Hargis, alongside Dan Smoot, Carl McIntire, and H.L. Hunt, has been described as among "four of the era's most prominent extremist broadcasters". Hargis and his church owned and operated a small AM radio station in Port Neches, Texas, from 1980 to the early 1990s. KDLF radio (so named after the David Livingston Foundation) played Southern Gospel Music and religious programming until it was sold around 1993. In the latter days of Hargis' ownership, the radio station had a local marketing agreement to others but was required to play Hargis' hour-long program daily. It has been said that along with Carl McIntire and others, Hargis "paved the way" for conservative talk radio in subsequent decades.

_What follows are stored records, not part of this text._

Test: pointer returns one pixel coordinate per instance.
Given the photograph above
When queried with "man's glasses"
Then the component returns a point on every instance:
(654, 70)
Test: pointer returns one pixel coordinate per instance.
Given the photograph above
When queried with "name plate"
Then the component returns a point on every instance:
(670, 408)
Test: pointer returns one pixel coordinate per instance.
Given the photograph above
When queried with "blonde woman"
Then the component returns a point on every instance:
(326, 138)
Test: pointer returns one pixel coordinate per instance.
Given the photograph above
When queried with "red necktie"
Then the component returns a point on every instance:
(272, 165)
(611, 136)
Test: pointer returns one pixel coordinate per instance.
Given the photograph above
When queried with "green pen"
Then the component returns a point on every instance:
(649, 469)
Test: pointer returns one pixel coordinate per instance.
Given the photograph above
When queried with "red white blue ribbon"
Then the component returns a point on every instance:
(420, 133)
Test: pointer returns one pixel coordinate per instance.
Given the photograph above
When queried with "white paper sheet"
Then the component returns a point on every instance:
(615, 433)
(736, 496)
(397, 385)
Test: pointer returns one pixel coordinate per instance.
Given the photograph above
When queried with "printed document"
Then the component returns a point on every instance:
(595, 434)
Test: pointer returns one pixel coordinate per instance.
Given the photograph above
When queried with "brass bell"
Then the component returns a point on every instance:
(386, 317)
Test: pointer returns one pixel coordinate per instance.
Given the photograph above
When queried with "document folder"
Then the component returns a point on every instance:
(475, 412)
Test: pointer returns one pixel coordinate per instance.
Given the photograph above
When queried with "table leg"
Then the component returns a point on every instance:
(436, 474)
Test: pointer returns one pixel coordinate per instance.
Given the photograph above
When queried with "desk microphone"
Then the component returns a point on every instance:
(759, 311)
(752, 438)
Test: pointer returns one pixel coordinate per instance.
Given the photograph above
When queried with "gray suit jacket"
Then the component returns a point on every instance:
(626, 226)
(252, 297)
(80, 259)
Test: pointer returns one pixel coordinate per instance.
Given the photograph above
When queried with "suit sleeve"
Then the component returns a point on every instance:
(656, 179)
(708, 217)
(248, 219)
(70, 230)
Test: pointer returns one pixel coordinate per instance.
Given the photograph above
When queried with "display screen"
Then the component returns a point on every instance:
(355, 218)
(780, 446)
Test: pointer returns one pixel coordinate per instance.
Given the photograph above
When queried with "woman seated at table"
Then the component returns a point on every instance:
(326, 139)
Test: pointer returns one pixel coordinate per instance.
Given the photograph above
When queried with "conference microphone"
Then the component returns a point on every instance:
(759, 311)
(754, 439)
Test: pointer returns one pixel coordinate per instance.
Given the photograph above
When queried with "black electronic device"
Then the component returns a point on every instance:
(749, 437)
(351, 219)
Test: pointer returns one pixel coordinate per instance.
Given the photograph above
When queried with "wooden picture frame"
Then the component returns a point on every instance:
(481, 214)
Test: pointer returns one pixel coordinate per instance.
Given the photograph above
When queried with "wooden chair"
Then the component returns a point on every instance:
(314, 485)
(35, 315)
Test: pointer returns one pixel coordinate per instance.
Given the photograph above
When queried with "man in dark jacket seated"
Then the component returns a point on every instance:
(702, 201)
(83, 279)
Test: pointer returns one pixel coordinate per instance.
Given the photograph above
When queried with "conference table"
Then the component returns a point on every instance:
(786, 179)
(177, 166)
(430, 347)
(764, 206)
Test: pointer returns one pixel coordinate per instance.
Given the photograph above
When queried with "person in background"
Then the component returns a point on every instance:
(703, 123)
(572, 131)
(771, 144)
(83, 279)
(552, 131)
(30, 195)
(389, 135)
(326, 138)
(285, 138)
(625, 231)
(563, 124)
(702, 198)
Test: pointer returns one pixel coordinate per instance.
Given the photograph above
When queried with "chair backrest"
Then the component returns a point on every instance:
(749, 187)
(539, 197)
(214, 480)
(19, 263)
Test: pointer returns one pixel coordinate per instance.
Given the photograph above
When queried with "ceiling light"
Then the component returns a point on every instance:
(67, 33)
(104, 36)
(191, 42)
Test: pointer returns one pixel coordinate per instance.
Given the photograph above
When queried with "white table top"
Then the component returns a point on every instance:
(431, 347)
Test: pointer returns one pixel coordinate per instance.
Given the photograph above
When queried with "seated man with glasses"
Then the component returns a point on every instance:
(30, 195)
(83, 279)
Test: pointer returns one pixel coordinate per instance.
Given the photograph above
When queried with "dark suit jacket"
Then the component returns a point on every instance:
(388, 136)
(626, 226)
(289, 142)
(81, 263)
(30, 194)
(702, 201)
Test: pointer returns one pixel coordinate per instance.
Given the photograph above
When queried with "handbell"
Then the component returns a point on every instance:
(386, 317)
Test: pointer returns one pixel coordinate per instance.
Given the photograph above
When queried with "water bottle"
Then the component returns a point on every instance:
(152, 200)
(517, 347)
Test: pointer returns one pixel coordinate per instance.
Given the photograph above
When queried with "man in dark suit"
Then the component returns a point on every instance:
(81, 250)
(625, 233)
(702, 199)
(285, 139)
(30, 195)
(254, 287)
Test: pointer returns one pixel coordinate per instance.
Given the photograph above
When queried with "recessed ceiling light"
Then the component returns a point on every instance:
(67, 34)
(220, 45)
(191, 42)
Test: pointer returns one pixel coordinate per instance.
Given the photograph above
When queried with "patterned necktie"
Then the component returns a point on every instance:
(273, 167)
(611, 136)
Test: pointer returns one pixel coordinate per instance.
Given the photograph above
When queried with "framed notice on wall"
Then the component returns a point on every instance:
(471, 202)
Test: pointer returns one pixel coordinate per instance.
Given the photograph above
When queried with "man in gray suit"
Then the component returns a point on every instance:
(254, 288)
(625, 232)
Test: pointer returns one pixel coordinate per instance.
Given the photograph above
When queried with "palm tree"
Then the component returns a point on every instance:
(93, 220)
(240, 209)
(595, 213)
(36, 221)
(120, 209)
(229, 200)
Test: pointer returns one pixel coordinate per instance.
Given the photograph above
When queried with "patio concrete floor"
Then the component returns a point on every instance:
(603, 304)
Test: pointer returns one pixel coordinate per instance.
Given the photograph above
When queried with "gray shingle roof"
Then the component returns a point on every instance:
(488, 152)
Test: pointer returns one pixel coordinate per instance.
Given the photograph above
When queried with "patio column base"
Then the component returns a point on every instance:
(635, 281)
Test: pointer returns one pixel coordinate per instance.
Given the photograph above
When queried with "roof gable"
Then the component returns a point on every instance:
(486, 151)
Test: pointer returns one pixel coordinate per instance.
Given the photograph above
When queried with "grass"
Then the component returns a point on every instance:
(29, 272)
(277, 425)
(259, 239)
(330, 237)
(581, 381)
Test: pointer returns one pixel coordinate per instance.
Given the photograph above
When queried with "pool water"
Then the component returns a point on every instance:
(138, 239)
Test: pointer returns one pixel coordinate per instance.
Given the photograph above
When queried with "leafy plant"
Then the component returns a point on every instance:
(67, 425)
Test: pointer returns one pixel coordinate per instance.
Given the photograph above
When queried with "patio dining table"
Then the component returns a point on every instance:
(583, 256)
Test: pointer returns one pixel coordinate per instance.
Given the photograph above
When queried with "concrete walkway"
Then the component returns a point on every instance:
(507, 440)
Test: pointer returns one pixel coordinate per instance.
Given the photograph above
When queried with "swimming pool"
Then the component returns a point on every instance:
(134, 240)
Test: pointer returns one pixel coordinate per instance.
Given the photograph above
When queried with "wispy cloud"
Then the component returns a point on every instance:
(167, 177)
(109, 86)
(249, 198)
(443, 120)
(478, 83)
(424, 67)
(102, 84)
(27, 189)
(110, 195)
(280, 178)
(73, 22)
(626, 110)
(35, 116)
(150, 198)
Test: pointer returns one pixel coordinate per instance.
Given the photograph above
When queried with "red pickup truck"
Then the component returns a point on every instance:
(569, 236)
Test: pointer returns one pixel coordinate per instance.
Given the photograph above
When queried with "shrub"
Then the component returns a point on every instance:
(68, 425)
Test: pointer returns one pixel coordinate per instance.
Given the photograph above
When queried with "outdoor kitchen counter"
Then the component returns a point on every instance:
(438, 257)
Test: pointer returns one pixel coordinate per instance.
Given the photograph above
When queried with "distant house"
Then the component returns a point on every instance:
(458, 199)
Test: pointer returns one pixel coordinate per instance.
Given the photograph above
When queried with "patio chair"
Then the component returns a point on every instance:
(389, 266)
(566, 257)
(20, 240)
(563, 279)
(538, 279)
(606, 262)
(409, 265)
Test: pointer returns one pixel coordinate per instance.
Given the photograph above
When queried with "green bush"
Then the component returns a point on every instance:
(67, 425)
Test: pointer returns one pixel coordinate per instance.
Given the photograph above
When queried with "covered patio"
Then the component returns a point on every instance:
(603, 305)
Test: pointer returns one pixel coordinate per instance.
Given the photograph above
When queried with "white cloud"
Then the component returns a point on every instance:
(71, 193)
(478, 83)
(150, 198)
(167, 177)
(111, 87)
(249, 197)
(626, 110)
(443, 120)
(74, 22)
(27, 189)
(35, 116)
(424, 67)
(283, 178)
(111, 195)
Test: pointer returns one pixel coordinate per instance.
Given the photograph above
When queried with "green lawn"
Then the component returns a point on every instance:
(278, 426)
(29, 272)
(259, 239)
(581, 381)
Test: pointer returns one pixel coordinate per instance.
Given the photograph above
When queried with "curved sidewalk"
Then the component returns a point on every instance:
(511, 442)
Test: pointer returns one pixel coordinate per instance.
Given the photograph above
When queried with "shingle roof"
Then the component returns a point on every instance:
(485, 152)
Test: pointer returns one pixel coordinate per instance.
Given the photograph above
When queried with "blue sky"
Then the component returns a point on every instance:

Hargis' papers, described as "a goldmine for students of American politics," are held at the special collections department of the University of Arkansas Libraries in Fayetteville.

==In popular culture==
In the late 1970s, the popular WNBC disk jockey Imus in the Morning would occasionally do a segment where he would present himself as a "holy roller" evangelical Christian preacher named "Reverend Billy Sol Hargis". These brief sermons typically promoted a product which would give some form of spiritual benefit to the buyer of the product. One such product was "Sin Soap" which would purify any part of a person's body which had committed an act of sin. "Reverend Billy Sol Hargis" was an intentional satire of Christian ministers who were more interested in financial gain than the spiritual needs of their followers.

Hargis also appears in the Stephen King novel 11/22/63. The novel looks at the attempt on the life of General Edwin Walker (and associate of Hargis as part of Operation Midnight Ride), in the build up to the assassination of John F. Kennedy.